知り合いの話。
山深い峠道を歩いていると、前方の道脇に何かぶら下がっている物が見えた。
何を吊るしているんだろうと近よるうち、正体がわかって逃げ出したくなる。
男の首吊り死体だった。
嫌になったが、通報しない訳にもいくまいと思い、場所や遺体の状態を見ておこうと梢の上方を見上げた。
すると彼の視線に合わせたかのように、ずるっと死体の首が伸びた。
ギョッとする。目を擦ってもう一度確認してみると、身体の下がっている位置は変わらず、頭の位置だけが上に伸び上がった状態になっていた。
慌てて視線を下げると、首はすっと縮んで、初めに見た大きさに戻る。
目がおかしくなったかと困惑し、思い切り上の方に向かい頭を上げてみた。
今度は途中で止まることなく、首は勢いよくぐんぐんと伸びた。
空の遥か高みに突き刺さり、小さくなって見えなくなる。
おい、どこから吊ってるんだ!?
疑問で頭を一杯にしながら曇天を見上げていると、プチッと何か切れるような音が聞こえた。

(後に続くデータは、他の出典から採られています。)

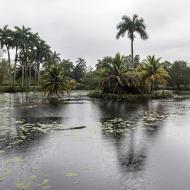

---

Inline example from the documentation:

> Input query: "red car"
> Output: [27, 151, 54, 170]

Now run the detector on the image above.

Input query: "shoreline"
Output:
[88, 91, 174, 102]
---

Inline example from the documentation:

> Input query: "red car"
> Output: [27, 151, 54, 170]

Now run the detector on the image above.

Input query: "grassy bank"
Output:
[88, 91, 172, 102]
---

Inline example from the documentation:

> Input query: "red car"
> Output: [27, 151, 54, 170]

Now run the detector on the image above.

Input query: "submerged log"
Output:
[54, 126, 86, 131]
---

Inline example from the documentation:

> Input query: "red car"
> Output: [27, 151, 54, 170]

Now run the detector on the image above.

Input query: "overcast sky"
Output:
[0, 0, 190, 66]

次の瞬間、彼の目の前に凄い勢いで天から降ってきた物がある。
黒ずんで少し歪んだ、舌を吐き出した男の死顔。
舌だけがやけに鮮やかなピンク色をしていたという。
彼の顔の前で二、三度上下すると、ニヤリと薄く笑った。
そこで彼は気を失ったらしい。
意識を取り戻した時、首吊り死体はどこにも見えなくなっていた。
逃げるように山を下ると、麓の町の交番へ駆け込んだ。
事情を説明すると、交番にいた老巡査は少し笑いながら教えてくれた。
「そりゃ本物の死体じゃないな。この辺りに昔から出てる、首吊り入道って奴だ。駄目だよ、上向いちゃ。ずっと下見ていなきゃ。しばらくしたら消えるからさ」
アレも妖怪の一種なのかね。彼はそう言ってこの話をしてくれた。